Data Science

Summary

Data is no longer scarce. In fact, businesses have an abundance of data and its growing. This has given rise to the term Big Data. Data science enables businesses to discover valuable insights from data and apply that profitably. Data science is therefore complementary to Big Data.

Historically, statisticians had a mathematical focus. They evolved into data analysts who applied their expertise to solving business problems. They did this by visualizing data and searching for patterns. When dealing with vast amounts of data, there was a need to apply Machine Learning algorithms and programming. This is where a data scientist comes in.

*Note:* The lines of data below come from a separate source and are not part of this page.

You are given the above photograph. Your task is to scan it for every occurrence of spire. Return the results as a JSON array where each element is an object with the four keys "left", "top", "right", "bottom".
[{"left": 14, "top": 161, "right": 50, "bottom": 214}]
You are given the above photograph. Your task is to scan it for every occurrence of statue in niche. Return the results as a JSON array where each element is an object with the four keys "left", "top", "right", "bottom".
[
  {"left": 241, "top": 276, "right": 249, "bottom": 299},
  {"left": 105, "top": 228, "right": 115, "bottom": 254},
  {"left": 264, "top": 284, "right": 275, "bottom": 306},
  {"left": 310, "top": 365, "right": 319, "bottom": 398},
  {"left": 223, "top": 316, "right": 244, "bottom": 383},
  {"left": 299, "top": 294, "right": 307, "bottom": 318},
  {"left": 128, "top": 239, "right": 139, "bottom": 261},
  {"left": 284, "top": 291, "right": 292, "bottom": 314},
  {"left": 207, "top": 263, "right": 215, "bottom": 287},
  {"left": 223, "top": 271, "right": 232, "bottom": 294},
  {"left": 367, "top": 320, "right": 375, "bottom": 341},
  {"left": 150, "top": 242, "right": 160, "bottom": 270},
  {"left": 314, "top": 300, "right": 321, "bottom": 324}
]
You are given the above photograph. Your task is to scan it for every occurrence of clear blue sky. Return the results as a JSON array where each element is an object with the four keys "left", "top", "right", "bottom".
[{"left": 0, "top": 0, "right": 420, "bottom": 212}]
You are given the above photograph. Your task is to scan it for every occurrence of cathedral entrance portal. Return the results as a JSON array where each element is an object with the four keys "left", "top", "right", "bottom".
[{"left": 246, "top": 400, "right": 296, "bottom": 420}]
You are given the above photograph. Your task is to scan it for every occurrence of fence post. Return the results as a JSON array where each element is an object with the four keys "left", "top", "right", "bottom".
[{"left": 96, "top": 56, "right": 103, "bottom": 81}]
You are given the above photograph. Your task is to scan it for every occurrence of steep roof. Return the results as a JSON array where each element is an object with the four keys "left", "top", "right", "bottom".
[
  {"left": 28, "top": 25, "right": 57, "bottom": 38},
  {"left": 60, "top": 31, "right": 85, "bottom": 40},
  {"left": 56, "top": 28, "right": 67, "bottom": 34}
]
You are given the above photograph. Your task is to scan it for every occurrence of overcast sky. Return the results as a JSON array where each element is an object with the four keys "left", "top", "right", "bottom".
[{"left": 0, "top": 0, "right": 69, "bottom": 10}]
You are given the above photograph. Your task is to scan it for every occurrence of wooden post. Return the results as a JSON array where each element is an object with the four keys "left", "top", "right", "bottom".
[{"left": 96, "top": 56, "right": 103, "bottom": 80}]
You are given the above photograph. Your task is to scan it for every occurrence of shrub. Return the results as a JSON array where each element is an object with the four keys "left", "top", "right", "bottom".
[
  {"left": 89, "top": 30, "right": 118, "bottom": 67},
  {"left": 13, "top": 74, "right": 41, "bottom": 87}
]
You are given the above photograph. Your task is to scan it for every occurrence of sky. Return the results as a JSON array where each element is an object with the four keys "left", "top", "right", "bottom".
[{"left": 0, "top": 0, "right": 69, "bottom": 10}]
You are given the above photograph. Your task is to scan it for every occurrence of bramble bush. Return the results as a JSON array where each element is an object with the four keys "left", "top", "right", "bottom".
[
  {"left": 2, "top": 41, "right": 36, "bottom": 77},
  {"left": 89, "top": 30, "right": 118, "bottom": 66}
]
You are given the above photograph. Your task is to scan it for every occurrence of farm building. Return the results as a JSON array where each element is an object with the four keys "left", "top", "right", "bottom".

A data scientist is really a first-class scientist who's curious, asks questions and makes hypotheses that can be tested with data.

Milestones

1962

John W. Tukey publishes "The Future of Data Analysis". He explains that statistics has mostly been about making inferences but his interest is in data analysis, which has more to do with science than mathematics. The availability of computers makes data analysis possible. His influential paper is sometimes today referred to as FoDA.

1974

The term data science is used for the first time, by Peter Naur in his "Concise Survey of Computer Methods". He defines it as the "science of dealing with data". His definition does not consider data semantics (domain knowledge). Thus, it's different from modern definition of the term. An alternative term datalogy is also used.

1976

John Chambers at Bell Labs create programming language S. This lays the basis for statistical computing and quantitative programming environments (QPE) that use scripts and workflows. In the 1990s, S inspires the creation of an open source language called R, which is today the dominant QPE.

1977

The International Association for Statistical Computing (ISAC) is formed. This underscores the increasing use of computing in statistical work "to convert data into information and knowledge". The same year John Tukey publishes "Exploratory Data Analysis" where he states that we should use data to form hypotheses to test. Exploratory Data Analysis and Confirmatory Data Analysis should both be used.

1989

The first Knowledge Discovery in Databases (KDD) conference is held. By the mid-1990s, this evolves into ACM SIGKDD Conference on Knowledge Discovery and Data Mining. Researchers clarify that "KDD refers to the overall process of discovering useful knowledge from data, and data mining refers to a particular step in this process. Data mining is the application of specific algorithms for extracting patterns from data".

1997

Professor C. F. Jeff Wu calls for statistics to be renamed data science and statisticians to be renamed data scientists. The same year the journal Data Mining and Knowledge Discovery is launched.

2001

William S. Cleveland publishes "Data Science: An Action Plan for Expanding the Technical Areas of the Field of Statistics". He proposes the term Data Science in its modern sense. To Cleveland, a data analyst is good at programming but has limited knowledge of statistics. A data scientist on the other hand comes from statistics background but has to work more closely with computer specialists.

2001

Leo Breiman publishes "Statistical Modeling: The Two Cultures". He compares Generative Modeling with Predictive Modeling. The former is dominant among statisticians. Breiman calls them to adopt predictive modeling and algorithms, which have developed in other fields.

2008

Data Science as a term creates interest thanks to the work of D. J. Patil (LinkedIn) and Jeff Hammerbacher (Facebook).

2009

Google's chief economist, Hal Varian, states that data is plenty but there's a scarcity of experts who can extract value from it. The sexy job for the next decade will be statisticians. He states his expectation of a data scientist,

The ability to take data—to be able to understand it, to process it, to extract value from it, to visualize it, to communicate it—that’s going to be a hugely important skill in the next decades.

2010

By the start of this decade, researchers and writers attempt to explain data science to the public. Data scientist is claimed to be the sexiest job of the 21st century. This decade also sees shifting terminology. Data Mining is now referred to as Machine Learning. The work of a data analyst is called Business Intelligence but when she uses big data it's called Big Data Analytics.